Wheeee - I told you this was going to be fun!
What a day we had yesterday with the down and the up and the down and the up and now, this morning – down again! We cashed our directionals on the morning dips yesterday but now our disaster hedges are putting us in a great mood this morning (I mentioned our QID play in yesterday’s post and that was a very easy fill on yesterday’s run-up). This morning’s action should push QID over goal ($17) and we’ll see what sticks as we test our first line of (hopefully) defense at Dow 10,450 and S&P 1,100.
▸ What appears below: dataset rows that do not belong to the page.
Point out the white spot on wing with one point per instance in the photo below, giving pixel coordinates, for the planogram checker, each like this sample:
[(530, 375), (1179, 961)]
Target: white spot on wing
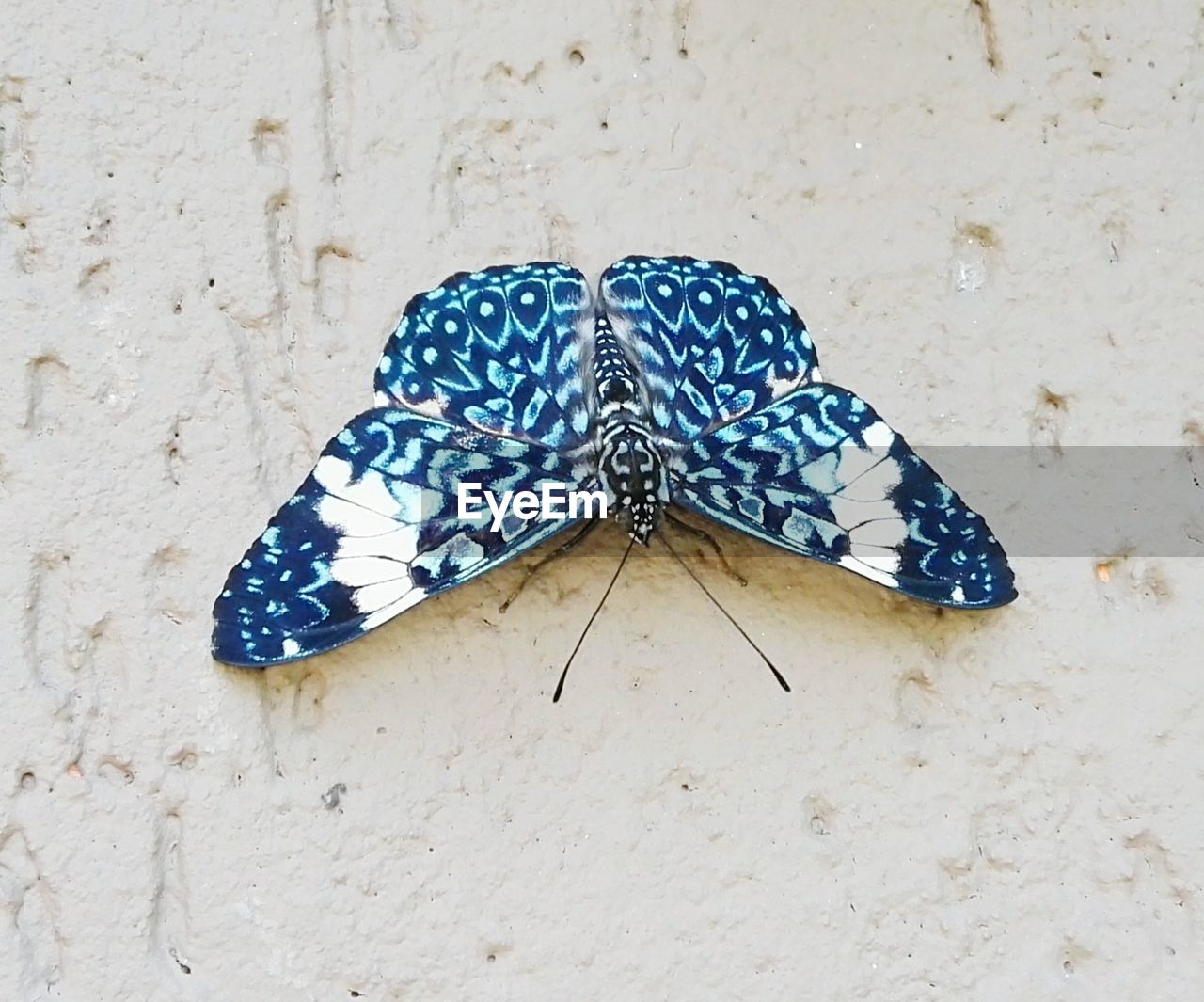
[(369, 491), (362, 571), (869, 571), (878, 437), (406, 601), (374, 597)]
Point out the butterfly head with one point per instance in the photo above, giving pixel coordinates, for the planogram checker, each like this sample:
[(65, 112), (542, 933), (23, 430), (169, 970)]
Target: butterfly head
[(632, 474)]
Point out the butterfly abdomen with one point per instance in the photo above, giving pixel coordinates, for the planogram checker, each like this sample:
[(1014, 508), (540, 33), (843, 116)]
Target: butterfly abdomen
[(631, 469)]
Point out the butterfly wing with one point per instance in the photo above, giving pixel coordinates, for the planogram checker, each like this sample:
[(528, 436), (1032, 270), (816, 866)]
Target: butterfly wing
[(821, 474), (374, 530), (712, 342), (498, 351)]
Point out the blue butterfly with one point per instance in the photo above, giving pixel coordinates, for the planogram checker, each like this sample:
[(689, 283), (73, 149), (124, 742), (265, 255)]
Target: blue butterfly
[(685, 382)]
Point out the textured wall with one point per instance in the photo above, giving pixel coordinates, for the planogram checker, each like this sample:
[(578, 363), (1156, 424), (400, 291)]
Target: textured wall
[(210, 217)]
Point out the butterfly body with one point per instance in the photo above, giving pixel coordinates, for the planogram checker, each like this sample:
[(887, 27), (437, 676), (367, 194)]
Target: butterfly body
[(683, 381), (631, 471)]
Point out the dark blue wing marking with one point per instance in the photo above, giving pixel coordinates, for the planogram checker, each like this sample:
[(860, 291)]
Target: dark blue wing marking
[(819, 473), (498, 351), (373, 530), (712, 342)]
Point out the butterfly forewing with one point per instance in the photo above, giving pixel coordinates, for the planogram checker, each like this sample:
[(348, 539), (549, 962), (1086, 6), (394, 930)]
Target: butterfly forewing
[(480, 383), (821, 474), (499, 351), (374, 530), (710, 342)]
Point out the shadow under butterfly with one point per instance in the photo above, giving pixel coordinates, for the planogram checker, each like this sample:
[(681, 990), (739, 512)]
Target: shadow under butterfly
[(685, 382)]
If we lose the S&P then the Dow has a quick ride back to 10,200 so we’ll be looking at DXD again for a add-on hedge. We already have DXD plays and we were just adjusting them on Monday, as some Members were worried that the market was going too far the other way, which led me to comment in Member Chat:
When all you guys start capitulating on your short positions I usually figure that’s a great time to get aggressively short because the end is probably near. Keep in mind we are trading a range and right now we are at the top of that range so hedges like DXD are going to get stressed. If you do not need the protection, of course take it off the table but if you do need downside hedges, then a simple roll on the call side can give you a much bigger upside.
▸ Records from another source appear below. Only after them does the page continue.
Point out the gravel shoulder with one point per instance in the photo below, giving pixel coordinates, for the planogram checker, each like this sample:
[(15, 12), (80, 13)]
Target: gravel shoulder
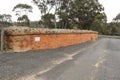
[(24, 66)]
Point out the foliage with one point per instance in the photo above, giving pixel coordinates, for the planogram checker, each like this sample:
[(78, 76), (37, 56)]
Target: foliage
[(5, 20), (22, 11)]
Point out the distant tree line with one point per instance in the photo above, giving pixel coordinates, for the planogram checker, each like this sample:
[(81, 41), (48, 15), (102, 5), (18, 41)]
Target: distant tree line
[(65, 14)]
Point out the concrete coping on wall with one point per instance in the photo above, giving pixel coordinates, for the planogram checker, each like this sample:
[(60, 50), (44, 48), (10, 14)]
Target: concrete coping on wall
[(29, 31)]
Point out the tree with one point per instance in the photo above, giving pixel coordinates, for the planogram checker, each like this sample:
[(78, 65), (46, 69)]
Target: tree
[(117, 18), (45, 7), (48, 20), (21, 11), (5, 20)]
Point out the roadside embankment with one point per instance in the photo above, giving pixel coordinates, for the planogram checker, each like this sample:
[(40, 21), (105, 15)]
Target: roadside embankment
[(24, 39)]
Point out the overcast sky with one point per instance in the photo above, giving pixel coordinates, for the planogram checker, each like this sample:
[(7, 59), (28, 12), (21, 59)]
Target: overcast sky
[(112, 8)]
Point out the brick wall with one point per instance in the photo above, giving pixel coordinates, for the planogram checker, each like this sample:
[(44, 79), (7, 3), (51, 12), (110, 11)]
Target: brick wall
[(25, 42)]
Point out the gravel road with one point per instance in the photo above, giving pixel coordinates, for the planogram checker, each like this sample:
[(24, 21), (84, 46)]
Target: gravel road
[(88, 61)]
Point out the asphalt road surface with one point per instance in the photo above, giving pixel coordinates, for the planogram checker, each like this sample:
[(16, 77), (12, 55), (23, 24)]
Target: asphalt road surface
[(98, 60)]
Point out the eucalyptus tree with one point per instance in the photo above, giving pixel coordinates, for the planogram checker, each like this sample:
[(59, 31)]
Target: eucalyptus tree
[(22, 10), (5, 20), (117, 18), (48, 7)]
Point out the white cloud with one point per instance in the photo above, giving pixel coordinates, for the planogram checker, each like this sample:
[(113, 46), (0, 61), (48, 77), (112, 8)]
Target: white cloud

Range trading is great but you have to BELIEVE in your range. The bottom of our range, as I posted in yesterday’s Morning Alert to Members, is Dow 10,200, S&P 1,070, Nas 2,200, NYSE 6,800, and Russell 635 and until we fail 3 of those 5, we will continue to make bullish plays when we get near those levels, just as we make our bearish bets as we test our breakout levels. Even these levels are just 2.5% off our midpoints so we don’t get gung-ho bullish until we hit the full 5% bottom – which is now the rising 50 dmas (red lines) - but we’re kind of losing faith in getting back there so we’re a little more aggressive with our buys now than we were last month.